>After many stops and starts with some pretty shoddy YA lit this summer, I came across some wonderful reviews for Pamela Todd’s The Blind Faith Hotel. I remembered my LRC Director book-talking it for my classes last year, and her response was positive. And, after reading too many testosterone-driven YA titles, I was ready for a change of perspective. The Blind Faith Hotel gave me just that and a whole lot more.
Zoe is your atypical teen. She would rather be out at sea with her dad, a crab fisherman like those you might see on Deadliest Catch, than out with her mother or her friends shopping. When her parents decide to separate, Zoe and her siblings travel from the state of Washington to her mother’s childhood town, located somewhere in the Midwest, to open a bed and breakfast. Zoe vehemently opposes the move and wonders what will become of her father. But, like most young teens, she has no options.
Predictably, she dislikes everything about her new surroundings. But foremost on her mind is her father’s safety. She’s worried about him because of tragic events that occurred during his last trip at sea. Zoe attempts to fit in at school, but realizes the cliques that existed in her previous town are commonplace. Zoe’s yearns for her father, attempts to unlock the ghosts in her mother’s emotional closet, and confronts a physical issue that many girls, unbeknownst to me, face during their transformation from girl to woman. Zoe’s physical issue pushes her to do something she ordinarily wouldn’t do, which lands her in hot water with the authorities and her mother. This is the start of Zoe’s transformation – I’m not giving anything away; young adult novels are famous for radical personal transformations. This is no exception, although Pamela Todd does it beautifully.

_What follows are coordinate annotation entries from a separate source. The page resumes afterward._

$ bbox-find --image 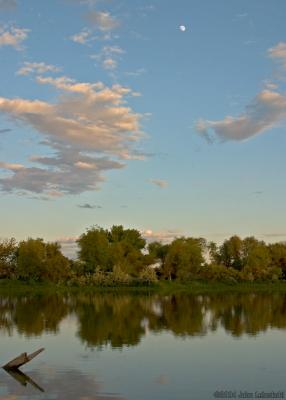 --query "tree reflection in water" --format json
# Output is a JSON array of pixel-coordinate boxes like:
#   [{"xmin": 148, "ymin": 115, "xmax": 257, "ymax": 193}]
[{"xmin": 0, "ymin": 293, "xmax": 286, "ymax": 348}]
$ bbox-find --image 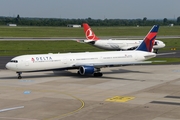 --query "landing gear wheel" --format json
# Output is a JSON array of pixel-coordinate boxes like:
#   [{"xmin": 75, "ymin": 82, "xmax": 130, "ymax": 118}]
[
  {"xmin": 93, "ymin": 73, "xmax": 103, "ymax": 77},
  {"xmin": 17, "ymin": 72, "xmax": 22, "ymax": 79},
  {"xmin": 154, "ymin": 49, "xmax": 158, "ymax": 54}
]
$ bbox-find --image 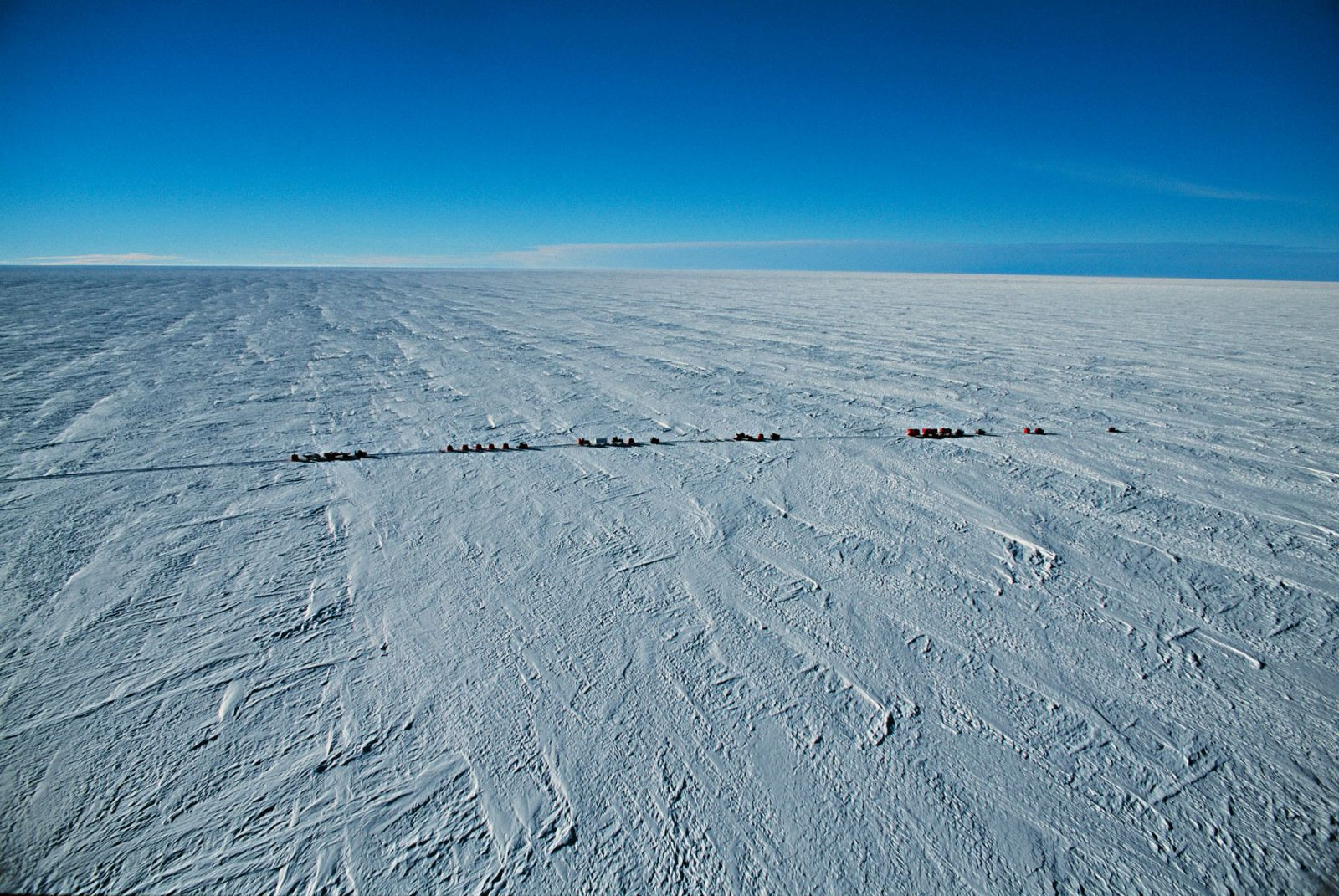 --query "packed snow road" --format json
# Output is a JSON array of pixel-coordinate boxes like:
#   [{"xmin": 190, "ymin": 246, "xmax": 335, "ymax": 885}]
[{"xmin": 0, "ymin": 269, "xmax": 1339, "ymax": 894}]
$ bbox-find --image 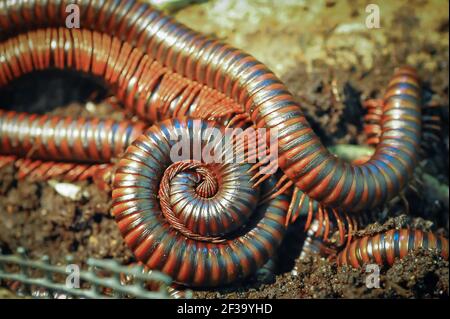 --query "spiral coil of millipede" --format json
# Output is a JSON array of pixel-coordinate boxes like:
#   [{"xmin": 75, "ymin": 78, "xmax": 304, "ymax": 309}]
[{"xmin": 0, "ymin": 0, "xmax": 448, "ymax": 286}]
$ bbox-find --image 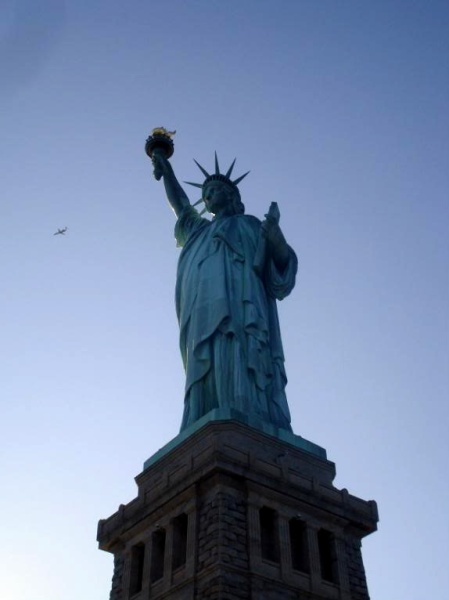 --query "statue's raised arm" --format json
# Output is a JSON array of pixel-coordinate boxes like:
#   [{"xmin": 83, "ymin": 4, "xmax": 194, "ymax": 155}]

Interwoven within the story are some truly symbolic and telling relationships Zoe establishes with a hawk, a misunderstood young man, and a curmudgeonly grandfather-figure. These secondary characters are used masterfully to shed light on the parts of Zoe’s life she desperately wants to keep hidden. Todd puts on a clinic one how to get every once out of secondary characters so we get to fully understand all facets of the protagonist.

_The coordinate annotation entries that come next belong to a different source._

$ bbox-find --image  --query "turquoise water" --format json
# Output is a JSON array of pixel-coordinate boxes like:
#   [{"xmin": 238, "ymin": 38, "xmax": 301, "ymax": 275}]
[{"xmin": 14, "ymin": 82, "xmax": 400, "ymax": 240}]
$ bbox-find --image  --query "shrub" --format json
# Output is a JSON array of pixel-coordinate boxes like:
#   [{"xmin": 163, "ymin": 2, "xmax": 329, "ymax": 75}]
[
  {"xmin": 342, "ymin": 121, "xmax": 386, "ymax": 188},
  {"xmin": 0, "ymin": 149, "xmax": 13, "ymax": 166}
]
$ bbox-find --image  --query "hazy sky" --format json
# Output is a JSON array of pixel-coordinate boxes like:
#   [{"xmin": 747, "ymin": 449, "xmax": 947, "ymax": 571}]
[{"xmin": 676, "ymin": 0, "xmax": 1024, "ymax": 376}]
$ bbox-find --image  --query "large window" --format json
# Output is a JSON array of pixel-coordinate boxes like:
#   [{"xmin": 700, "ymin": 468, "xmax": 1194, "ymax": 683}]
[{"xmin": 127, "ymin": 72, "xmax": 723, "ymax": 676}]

The Blind Faith Hotel is appropriately named. When her mother moves her cross country to rehab a dilapidated, old farmhouse and transform it into a bed and breakfast, Zoe doesn’t see the point; she can’t envision the finished product. You are left with the impression that her mother doesn’t quite understand her own motivations either. She’s working on blind faith. Zoe, reluctantly, and her mother, gladly, learn the importance of having blind faith in the pursuit of what they truly love, even when their own doubts try to convince them otherwise.